Wildfire area burned, and the resulting emissions of PM_2.5 in the Southeast for the period 2010–2060 are seen to be a result of two competing drivers, climate and socioeconomics, each with its own spatiotemporal variability. This may not always lead to uniform increases in wildfire activity and emissions in future climate regimes. The historical mean AABs are higher than those estimated from statistically downscaled meteorology in most of the years modelled, and higher in all years than those estimated with dynamically downscaled meteorology. Historically based estimates of wildfire emissions in the Southeast are consistently higher (by 13–62%) for PM_2.5 than those estimated by either of the projection methodologies. The large differences in the temporal variability and spatial patterns of PM_2.5 emissions in future years compared with their historical values are attributable in part to the temporal variability of the future climate and socioeconomics underlying the annual area burned projections, and to the dynamically downscaled meteorology used to estimate future daily fire activity. The wildfire emissions estimated from a historical mean of areas burned, even for the most recent 19-year period, do not appear to be representative of how the climate and socioeconomic variables driving wildfire activity and emissions could change in future decades. Our results, therefore, suggest that the use of historical AABs is not sufficient to construct wildfire emission inventories for simulating future-year air quality by mid-century, be they for climate change impact assessments, or for projecting population health risks from wildfire smoke.

This work also shows significant variability among the modelled years in the AABs and the corresponding wildfire PM_2.5 emissions as a result of the natural variability of the climate system. Better inferences of temporal trends can be obtained in the dynamical downscaling by ensemble simulations that bracket the extremes in climate and societal change over the 2010–2060 period using representative high- and low-fire frequency years from among several GCM/GHG emission scenarios.

Another finding of this work is that the high bias in precipitation in the WRF model could be the reason for significantly lower wildfire emissions estimates from dynamical downscaling than from statistical downscaling of climate in the AAB estimation model inputs. The effect of the dynamical downscaling of climate on wildfire emissions is important, because this is the most consistent method in current use to calculate meteorological inputs for estimating daily wildfire activity and wildfire emissions, and for driving the air-quality simulations. Thus, we need to understand and correct biases in the dynamical downscaling, particularly as regards precipitation in the Southeast, because of its strong influence on fire weather, and soil and fuel conditions. Less biased downscaling would provide more reliable support of natural resource management and wildfire health risk assessments.

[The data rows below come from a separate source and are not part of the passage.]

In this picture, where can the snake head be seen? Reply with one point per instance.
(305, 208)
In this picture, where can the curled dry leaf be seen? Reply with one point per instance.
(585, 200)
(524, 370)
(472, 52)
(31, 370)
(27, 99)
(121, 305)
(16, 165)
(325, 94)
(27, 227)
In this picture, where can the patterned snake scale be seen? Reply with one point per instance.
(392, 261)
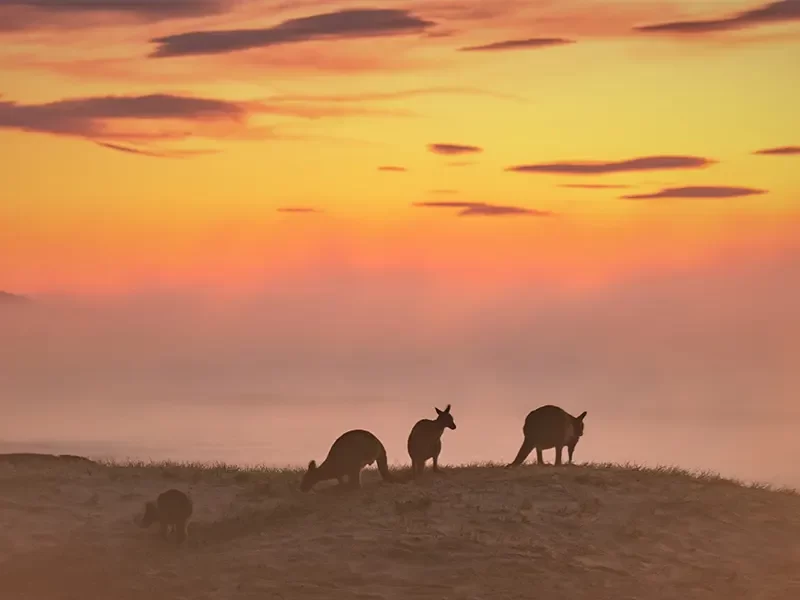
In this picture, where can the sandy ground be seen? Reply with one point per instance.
(68, 531)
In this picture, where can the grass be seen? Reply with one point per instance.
(476, 531)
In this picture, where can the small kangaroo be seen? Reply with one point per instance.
(351, 452)
(172, 509)
(549, 427)
(425, 440)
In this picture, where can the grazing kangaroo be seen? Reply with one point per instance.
(549, 427)
(425, 440)
(351, 452)
(172, 509)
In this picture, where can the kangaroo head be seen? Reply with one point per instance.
(150, 514)
(309, 477)
(579, 424)
(445, 418)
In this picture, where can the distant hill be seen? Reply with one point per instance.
(8, 298)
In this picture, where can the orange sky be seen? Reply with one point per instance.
(141, 150)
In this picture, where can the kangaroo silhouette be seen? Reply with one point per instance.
(351, 452)
(425, 440)
(550, 427)
(173, 510)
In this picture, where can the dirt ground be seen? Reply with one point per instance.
(68, 531)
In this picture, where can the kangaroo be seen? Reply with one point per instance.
(172, 509)
(549, 427)
(425, 440)
(351, 452)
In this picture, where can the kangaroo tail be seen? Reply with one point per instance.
(524, 451)
(383, 467)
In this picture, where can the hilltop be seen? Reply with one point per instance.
(583, 532)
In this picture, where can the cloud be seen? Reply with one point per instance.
(701, 191)
(527, 44)
(298, 210)
(782, 11)
(483, 209)
(593, 186)
(342, 24)
(781, 151)
(20, 15)
(101, 117)
(644, 163)
(394, 95)
(114, 119)
(453, 149)
(156, 153)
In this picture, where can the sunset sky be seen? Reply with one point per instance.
(162, 144)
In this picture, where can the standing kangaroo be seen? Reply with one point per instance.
(549, 427)
(351, 452)
(172, 509)
(425, 440)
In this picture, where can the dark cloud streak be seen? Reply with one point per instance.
(343, 24)
(644, 163)
(702, 191)
(156, 153)
(90, 117)
(781, 151)
(22, 15)
(483, 209)
(527, 44)
(782, 11)
(453, 149)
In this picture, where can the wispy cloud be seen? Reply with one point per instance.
(453, 149)
(702, 191)
(483, 209)
(594, 186)
(393, 95)
(156, 153)
(782, 11)
(780, 151)
(164, 117)
(342, 24)
(644, 163)
(95, 117)
(298, 210)
(526, 44)
(19, 15)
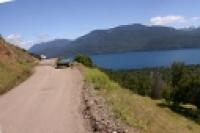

Future contributions from ongoing work will examine the current (2010) and future-year air-quality impacts based on these emissions estimates. Furthermore, fuel loads are expected to respond both to climate and to evolving fire suppression activities in the Southeast. Excessive fuel buildup, for example, has been cited as the cause of the large wildfires in the past two fire seasons in the south-eastern and western US. Fuel load changes were not explicitly included in the modelled wildfire emission estimates, although the land use changes included in the AAB projections do indirectly account for them in the aggregate. Decisions on where and what to burn in managed fires may benefit from tools that incorporate fuel load changes in these dynamic estimates of wildfire emissions.

The authors declare that they have no conflicts of interest.